Without going into too much detail, the application in question is served using a single index file, where any path then gets resolved by the application itself via react-router. A classic setup for a React SPA. On the AWS side, the static files are located in a S3 bucket with Static website hosting enabled. This is used as an Origin domain in a CloudFront distribution. The headers get applied by a CloudFront Function in a Viewer Response.

So far so good. The first issue I identified was that a page load on any path that was not the root (such as /login) would result in a 404 response. But importantly, the application would still load and render correctly. I initially assumed this was just a peculiar cache-miss problem on CloudFront's end but it turned out to be more complicated than that.

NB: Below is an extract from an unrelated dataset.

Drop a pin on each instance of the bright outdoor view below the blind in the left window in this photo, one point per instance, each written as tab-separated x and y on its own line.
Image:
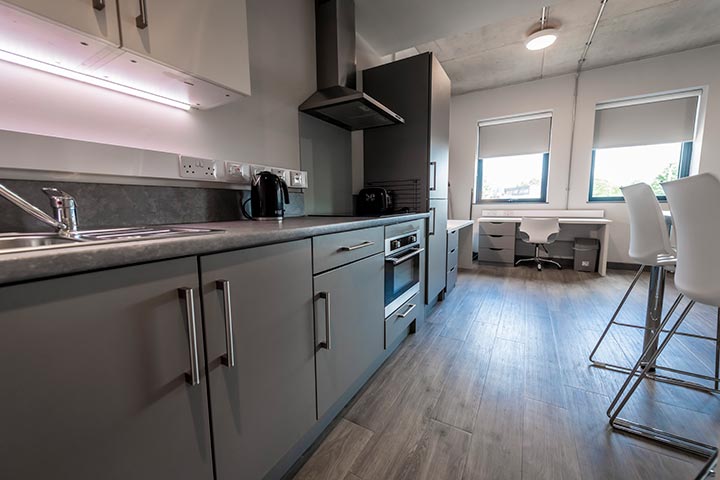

After a lot of back and forth of checking configurations I found a lead in S3's Static website hosting. It turns out the index file was specified for both, the Index document but also the Error document. This meant that even if the path to a resource was specified incorrectly (in this case, any path was added to the request at all) the index file would always be served anyway.

It also appears that CloudFront will always forward the original request URL (e.g. /login) directly to its Origin. In the case of S3, it will try to resolve the path as a file. Since we only host the index file and a static folder, the request fails with a File Not Found response. Critically, in case of an Origin returning an error code CloudFront does not apply the Viewer Response function.

So how do you fix this? AWS does not have an easy way to deal with this. There is no in-built filtering functionality or any other way to create an automatic redirection to the correct resources. I found two solutions that did not work for me, and one that did.

Solution that does not work #1: Set up a custom error page in CloudFront

CloudFront distributions allow to set custom error pages based on responses received from their Origin. While this allows to remap the 404 error to a 200 status code, CloudFront will still not apply its Viewer Response function. Therefore, while the console network tab is happy, our fault is not fixed.

Solution that does not work #2: Setting the Default root object

As seen on StackOverflow, some people had success setting the Default root object in the Distributions General Settings (source) to their index file. However, this did not help at all in this case.

Solution that did work: Conditionally rewriting the path in the Viewer Request

Remember how CloudFront forwards every URL directly to its Origins. Using the Viewer Request function of a Distribution we can update the path to be rerouted to the root element /. This will cause S3 to respond with the index file. Note, we still serve static files from the same domain so we want to avoid rewriting all requests.

For reference, this is the function we added. Please forgive the ugly code, it was a long day - I intend to clean it up tomorrow. I also despise whatever environment AWS is running these in as it would not accept my slightly more elegant regex.

function handler(event)  {
  var request = event.request;
  var pathItems = request.uri.split('/');
  var lastItem = pathItems[pathItems.length - 1];
  // Rewrite any paths that do not end in a file (e.g. .html, .css or .js) 
  if (lastItem.indexOf('.') === -1) {
    request.uri = '/';
  return request;

This finally resolved our issue, as S3 now returns the index file for every request that is not a static file request which then made CloudFront add the headers using it edge functions.

In conclusion, if you run into an issue where on first page load your non-root paths do not load and you use S3 as an origin for your CloudFront Distribution, try to rewrite the request URL in your Viewer Request function to remove any unnecessary path before the request reaches S3.